Finally, while the development of the malaria risk map does not require extensive ground survey work of environmental risk factors, there are a number of caveats to their wider applicability. First, the model development depends on high resolution satellite imagery that is not free to public health practitioners which limits their use in public health. Public health practitioners including NMCP could benefit from collaborations with donors that lower or subsidize the cost of high resolution satellite imagery. Second, the model requires that there are some survey data that enables a training of environmental data. This in itself is not a caveat, models unencumbered by data often do not reflect the complexities of disease under controlled and real life conditions. However, the implications are that there is a need to test the externality of findings presented here across of a range of urban settings in Africa where data do exist and their wider applications across Africa’s urban extents.

Conclusion

With more than half of Africa’s population expected to live in urban settlements by 2030, the burden of malaria among urban populations in Africa will continue to rise with the increasing number of people at risk of infection. However, malaria intervention across Africa remains focused on rural, highly endemic communities with far fewer strategic policy directions for the control of malaria in rapidly growing African urban settlements. The complex and heterogeneous nature of urban malaria requires a better understanding of the spatial and temporal patterns of urban malaria risk in order to design effective urban malaria control programs targeted to specific zones. The semi-automated image classification and modelling process developed in this study can easily be replicated in other urban areas to identify environmental factors that influence heterogeneity in malaria risk patterns and detect zones of vulnerability. There is a definite need to expand research into the unique epidemiology of malaria transmission in urban areas for focal elimination and sustained control agendas.

Abbreviations

ASTER: 

Advanced Spaceborne Thermal Emission and Reflection Radiometer

BRT: 

Boosted Regression Tree

CTI: 

Compound Topographic Index

DEM: 

Digital Elevation Model

DOS: 

Dark Object Subtraction model

GIS: 

Geographical Information Systems

INFORM: 

Information for Malaria Project

LC: 

land cover

LST: 

land surface temperatures

MODIS: 

Moderate Resolution Imaging Spectro-radiometer

NDVI: 

Normalized Difference Vegetation Index

NDWI: 

Normalized Difference Water Index

NMCP: 

National Malaria Control Programme

RF: 

random forest

RFE: 

rainfall estimates

PfPR2–10

age standardised malaria parasite prevalence

SPOT: 

Système Pour l‘Observation de la Terre

UMCP: 

Urban Malaria Control Project

Declarations

Authors’ contributions

CWK, CL and RWS developed the study concept and study design.
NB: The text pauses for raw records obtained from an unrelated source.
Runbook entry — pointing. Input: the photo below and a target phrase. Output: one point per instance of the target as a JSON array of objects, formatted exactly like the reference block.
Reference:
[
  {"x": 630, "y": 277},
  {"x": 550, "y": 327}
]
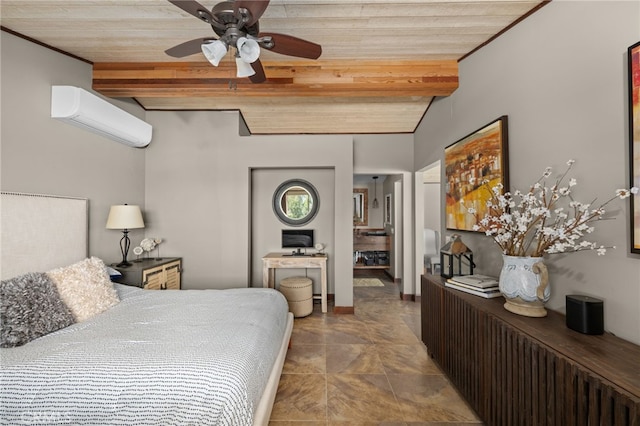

CWK was responsible for data assembly, model development, data analysis and wrote the first draft of the manuscript. CL and RWS guided study design, data interpretation and helped in drafting the manuscript. CWK, AMN and RWS were involved in data assembly, cleaning and archiving under the Information for Malaria Project (INFORM). FM, RM, FC provided additional data on parasite prevalence and contributed to the drafting of the paper. AMN and RWS provided the policy and epidemiological interpretation of the study results. All authors reviewed the manuscript and contributed to the final submission. All authors read and approved the final manuscript.

Availability of data and materials

The high resolution SPOT 6 satellite image used in this study can be obtained from Spot Image website (www.spotimage.com; www.geo-airbusds.com/). Licencing terms of purchase restrict access to licenced users only. All environmental and geographical variables used in this study are freely available to the public [49, 51, 52]. All data assembled in Tanzania under the INFORM project will be available through the Ministry of Health, Tanzania who will be the custodians and have full responsibility for its distribution to national, regional and international scientists as well as control partners. All other data used in this study are presented in the publication.

Acknowledgements

All persons involved in data acquisition, analysis and interpretation of data as well as drafting and revision of the manuscript are included in the authorship of the paper.

Competing interests

The authors declare that they have no competing interests.

Consent for publication

Not applicable. The manuscript does not contain any individual person’s data.

Ethics approval

Not applicable. In this study we have used secondary sources of parasite prevalence rates assembled from published and unpublished literature summarised at cluster level and does not contain any individual person’s data.

Funding

AM is supported by the Wellcome Trust, UK as an intermediate fellow (# 095127); RWS is supported by the Wellcome Trust as Principal Research Fellow (# 079080 and # 103602), that’s also supported CWK. CL is supported by funding from the Belgian Science Policy (SR/00/304). CWK is also grateful to the KEMRI-Wellcome Trust Overseas Programme Strategic Award (# 084538) for additional support during her PhD. FM, RM, and FC are supported under the National Malaria Control Programme, Ministry of Health and Social Welfare, Tanzania.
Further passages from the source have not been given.